An exhibitor carries his bird to the Spring Bird Show in Staffordshire w hich went ahead yesterday despite attempts to ban it over claims it could cause the spread of bird flu.
The fair, at the County Showground in Stafford, attracted thousands of visitors exhibiting exotic birds.
Campaigners failed in their attempts to stop the show from going ahead at the High Court last week.
The application for a ban was made by animal welfare worker Malcolm Haynes, from Great Wyrley, Staffordshire.
It was made in connection with a High Court challenge, due to be heard in March, against Stafford Borough Council's policy of allowing the sale of thousands of birds, including foreign exotic varieties, at bird fairs at the Staffordshire County Showground.
Lawyers for Mr Haynes argued that the show involving about 10,000 birds should be banned because the law was not clear at present and offering birds for sale could be illegal.

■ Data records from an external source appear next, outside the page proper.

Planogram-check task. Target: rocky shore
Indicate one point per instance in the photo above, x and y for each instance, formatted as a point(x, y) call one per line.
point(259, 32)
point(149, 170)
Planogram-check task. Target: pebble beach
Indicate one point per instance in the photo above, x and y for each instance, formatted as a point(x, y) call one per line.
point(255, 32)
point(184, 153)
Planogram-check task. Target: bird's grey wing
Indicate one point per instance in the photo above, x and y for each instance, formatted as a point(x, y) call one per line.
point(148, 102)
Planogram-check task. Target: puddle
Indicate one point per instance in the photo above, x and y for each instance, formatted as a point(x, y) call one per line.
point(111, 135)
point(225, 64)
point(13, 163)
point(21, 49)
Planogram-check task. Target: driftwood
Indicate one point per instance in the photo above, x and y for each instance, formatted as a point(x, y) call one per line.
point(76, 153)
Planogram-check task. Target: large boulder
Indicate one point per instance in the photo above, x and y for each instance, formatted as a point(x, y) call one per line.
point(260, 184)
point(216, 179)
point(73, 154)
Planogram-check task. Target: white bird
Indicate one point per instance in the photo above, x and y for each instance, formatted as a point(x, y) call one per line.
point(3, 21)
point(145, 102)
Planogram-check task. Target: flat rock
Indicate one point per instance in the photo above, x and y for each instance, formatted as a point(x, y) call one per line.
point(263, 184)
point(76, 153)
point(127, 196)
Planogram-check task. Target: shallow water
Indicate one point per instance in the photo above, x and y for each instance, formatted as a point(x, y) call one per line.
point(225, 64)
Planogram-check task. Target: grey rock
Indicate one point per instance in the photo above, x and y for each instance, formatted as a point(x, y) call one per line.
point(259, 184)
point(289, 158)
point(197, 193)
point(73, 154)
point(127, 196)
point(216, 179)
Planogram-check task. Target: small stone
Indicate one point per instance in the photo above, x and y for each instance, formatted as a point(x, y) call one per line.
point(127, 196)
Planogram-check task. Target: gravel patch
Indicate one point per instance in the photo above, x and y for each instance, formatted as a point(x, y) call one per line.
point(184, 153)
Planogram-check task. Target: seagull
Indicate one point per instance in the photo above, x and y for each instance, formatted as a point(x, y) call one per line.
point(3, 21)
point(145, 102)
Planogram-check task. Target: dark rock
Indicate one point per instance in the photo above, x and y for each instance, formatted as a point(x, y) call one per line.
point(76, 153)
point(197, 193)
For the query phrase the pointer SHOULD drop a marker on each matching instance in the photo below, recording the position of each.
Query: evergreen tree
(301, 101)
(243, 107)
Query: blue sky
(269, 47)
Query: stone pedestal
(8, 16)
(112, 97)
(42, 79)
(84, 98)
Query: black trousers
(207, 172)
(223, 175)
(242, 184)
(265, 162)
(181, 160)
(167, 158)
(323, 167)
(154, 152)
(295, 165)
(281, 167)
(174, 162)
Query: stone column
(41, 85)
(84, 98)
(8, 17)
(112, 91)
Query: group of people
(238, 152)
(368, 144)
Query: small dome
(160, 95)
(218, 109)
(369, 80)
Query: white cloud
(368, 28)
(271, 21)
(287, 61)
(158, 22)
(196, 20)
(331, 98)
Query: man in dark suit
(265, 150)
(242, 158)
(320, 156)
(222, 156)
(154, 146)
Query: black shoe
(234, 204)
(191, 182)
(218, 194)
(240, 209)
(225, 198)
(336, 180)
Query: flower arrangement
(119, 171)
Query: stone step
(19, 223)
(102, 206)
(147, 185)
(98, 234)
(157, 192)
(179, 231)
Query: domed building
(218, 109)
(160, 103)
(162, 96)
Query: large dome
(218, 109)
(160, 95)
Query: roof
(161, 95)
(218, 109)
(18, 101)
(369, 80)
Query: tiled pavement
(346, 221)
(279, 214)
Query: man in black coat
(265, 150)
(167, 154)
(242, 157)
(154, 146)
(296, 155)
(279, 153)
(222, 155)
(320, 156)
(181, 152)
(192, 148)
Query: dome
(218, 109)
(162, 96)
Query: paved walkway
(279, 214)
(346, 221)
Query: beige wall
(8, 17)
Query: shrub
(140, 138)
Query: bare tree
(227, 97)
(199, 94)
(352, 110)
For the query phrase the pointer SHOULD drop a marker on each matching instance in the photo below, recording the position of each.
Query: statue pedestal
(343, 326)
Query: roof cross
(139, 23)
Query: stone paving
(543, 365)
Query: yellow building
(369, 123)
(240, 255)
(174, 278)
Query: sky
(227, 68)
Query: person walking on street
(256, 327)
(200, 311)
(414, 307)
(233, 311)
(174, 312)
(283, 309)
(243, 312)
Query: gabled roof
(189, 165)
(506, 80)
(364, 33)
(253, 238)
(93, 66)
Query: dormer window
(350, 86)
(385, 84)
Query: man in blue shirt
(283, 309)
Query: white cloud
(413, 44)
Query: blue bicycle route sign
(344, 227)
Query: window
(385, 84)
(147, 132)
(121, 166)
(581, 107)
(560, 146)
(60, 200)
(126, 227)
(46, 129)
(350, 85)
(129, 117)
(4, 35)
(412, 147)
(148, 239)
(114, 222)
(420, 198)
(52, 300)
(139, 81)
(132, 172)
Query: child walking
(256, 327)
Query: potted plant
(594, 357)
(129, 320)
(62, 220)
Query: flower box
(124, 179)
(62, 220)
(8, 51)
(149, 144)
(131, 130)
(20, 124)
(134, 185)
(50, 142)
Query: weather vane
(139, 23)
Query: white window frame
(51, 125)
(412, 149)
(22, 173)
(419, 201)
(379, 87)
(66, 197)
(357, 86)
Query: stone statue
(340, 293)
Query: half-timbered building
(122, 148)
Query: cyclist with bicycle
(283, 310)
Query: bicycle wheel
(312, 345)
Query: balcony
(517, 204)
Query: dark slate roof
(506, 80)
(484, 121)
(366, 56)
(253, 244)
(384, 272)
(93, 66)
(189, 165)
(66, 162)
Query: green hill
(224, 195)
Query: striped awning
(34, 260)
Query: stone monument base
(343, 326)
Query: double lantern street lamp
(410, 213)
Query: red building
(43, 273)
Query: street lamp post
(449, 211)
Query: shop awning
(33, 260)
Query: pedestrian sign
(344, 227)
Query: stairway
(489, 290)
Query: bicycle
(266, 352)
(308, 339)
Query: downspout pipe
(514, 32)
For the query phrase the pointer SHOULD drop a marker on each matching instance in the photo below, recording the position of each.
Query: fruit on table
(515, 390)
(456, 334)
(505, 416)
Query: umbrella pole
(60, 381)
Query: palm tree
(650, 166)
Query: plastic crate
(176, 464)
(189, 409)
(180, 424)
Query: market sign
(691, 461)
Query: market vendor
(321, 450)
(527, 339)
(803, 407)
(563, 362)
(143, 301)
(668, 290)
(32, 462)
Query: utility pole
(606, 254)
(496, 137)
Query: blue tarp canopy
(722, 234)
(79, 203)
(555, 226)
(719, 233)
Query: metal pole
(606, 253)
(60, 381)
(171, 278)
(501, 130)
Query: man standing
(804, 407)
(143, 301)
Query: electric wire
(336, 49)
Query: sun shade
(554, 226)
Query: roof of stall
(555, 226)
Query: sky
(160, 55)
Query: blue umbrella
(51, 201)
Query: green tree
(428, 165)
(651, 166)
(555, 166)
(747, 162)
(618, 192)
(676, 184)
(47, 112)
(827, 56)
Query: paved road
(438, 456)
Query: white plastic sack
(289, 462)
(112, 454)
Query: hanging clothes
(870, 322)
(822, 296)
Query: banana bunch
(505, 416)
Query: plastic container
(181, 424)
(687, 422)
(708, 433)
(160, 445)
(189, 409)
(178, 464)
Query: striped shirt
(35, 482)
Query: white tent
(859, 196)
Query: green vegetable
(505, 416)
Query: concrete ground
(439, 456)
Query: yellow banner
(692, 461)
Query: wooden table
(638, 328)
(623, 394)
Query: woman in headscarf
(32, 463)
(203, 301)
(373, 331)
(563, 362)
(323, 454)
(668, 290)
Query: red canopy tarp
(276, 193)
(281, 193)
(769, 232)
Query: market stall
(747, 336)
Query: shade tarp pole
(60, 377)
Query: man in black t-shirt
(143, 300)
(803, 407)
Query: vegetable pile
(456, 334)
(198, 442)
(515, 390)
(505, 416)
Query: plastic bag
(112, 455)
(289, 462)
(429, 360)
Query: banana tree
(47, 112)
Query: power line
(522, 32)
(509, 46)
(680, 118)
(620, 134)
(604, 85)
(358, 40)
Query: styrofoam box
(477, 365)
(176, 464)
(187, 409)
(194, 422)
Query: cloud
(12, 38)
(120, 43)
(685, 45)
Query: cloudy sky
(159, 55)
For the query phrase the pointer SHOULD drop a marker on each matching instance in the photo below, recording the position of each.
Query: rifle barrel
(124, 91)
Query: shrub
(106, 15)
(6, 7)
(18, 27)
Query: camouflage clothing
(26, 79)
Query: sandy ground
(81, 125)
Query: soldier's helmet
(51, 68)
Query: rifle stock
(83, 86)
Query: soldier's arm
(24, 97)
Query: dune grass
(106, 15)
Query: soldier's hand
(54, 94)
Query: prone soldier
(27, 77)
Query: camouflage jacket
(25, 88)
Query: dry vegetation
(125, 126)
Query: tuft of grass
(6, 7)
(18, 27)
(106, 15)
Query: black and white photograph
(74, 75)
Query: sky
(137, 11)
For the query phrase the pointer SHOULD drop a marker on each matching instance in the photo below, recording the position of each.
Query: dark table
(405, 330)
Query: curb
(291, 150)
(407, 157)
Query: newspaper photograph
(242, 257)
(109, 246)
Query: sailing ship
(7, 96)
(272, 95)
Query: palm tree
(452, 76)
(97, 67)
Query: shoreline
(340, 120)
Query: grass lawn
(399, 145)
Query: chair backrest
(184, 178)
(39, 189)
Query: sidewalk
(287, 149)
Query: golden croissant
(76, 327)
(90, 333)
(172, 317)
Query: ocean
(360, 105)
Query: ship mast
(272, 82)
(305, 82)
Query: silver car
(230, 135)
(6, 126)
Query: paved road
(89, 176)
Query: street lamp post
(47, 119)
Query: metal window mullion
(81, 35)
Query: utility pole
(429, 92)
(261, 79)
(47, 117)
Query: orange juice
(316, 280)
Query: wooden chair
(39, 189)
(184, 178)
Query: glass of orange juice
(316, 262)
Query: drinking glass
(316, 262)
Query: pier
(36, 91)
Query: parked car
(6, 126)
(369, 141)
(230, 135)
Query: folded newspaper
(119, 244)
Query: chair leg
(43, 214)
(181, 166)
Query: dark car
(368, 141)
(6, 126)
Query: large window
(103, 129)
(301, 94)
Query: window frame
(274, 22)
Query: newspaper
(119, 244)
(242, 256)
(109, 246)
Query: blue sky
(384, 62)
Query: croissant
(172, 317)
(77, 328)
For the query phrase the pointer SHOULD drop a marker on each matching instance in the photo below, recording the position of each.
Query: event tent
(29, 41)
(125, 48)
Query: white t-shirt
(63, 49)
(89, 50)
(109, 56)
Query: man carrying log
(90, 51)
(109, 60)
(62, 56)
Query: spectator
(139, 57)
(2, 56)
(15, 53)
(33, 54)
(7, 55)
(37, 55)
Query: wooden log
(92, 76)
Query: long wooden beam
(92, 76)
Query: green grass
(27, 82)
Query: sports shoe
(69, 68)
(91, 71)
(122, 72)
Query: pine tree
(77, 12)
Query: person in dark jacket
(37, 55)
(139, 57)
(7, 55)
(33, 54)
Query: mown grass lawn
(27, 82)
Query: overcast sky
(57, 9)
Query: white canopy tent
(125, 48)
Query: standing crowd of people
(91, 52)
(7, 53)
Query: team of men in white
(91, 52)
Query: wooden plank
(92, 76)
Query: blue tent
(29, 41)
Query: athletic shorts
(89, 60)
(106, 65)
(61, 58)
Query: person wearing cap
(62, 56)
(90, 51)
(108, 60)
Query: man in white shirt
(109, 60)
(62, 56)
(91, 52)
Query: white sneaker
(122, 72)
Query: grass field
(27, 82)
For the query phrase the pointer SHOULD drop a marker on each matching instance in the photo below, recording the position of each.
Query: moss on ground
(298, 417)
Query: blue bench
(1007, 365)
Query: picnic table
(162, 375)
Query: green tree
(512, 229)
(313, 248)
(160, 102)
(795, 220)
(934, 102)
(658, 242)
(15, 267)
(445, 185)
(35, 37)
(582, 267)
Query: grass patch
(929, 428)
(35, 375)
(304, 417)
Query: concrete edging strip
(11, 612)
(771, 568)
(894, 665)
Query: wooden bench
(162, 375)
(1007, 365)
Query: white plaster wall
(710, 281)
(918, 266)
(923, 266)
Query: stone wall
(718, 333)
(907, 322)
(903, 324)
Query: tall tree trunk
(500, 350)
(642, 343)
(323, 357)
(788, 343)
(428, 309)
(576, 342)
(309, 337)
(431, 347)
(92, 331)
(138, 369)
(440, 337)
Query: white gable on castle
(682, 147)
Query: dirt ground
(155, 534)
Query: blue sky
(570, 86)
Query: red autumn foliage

There was also the possibility that there could be birds imported from Europe present, raising the risk of avian flu.
The organiser of yesterday's show, Shaun Smith, from Grantham, Lincolnshire, said in a statement that granting an injunction to ban it would have caused "enormous upheaval, inconvenience for very many people and great financial harm".
* World tourism chiefs will this week hold the first in a series of briefings about the impact of bird flu on travel.
The tourism bosses - members of United Nations agency the World Tourism Organisation (UNWTO) - will discuss avian flu during the world's largest travel fair, ITB Berlin, on Friday.
"So far its impact on tourism has been minimal, but we need to prepare for all eventualities. There is a need for efficient sharing of information and preparation," said a spokesman.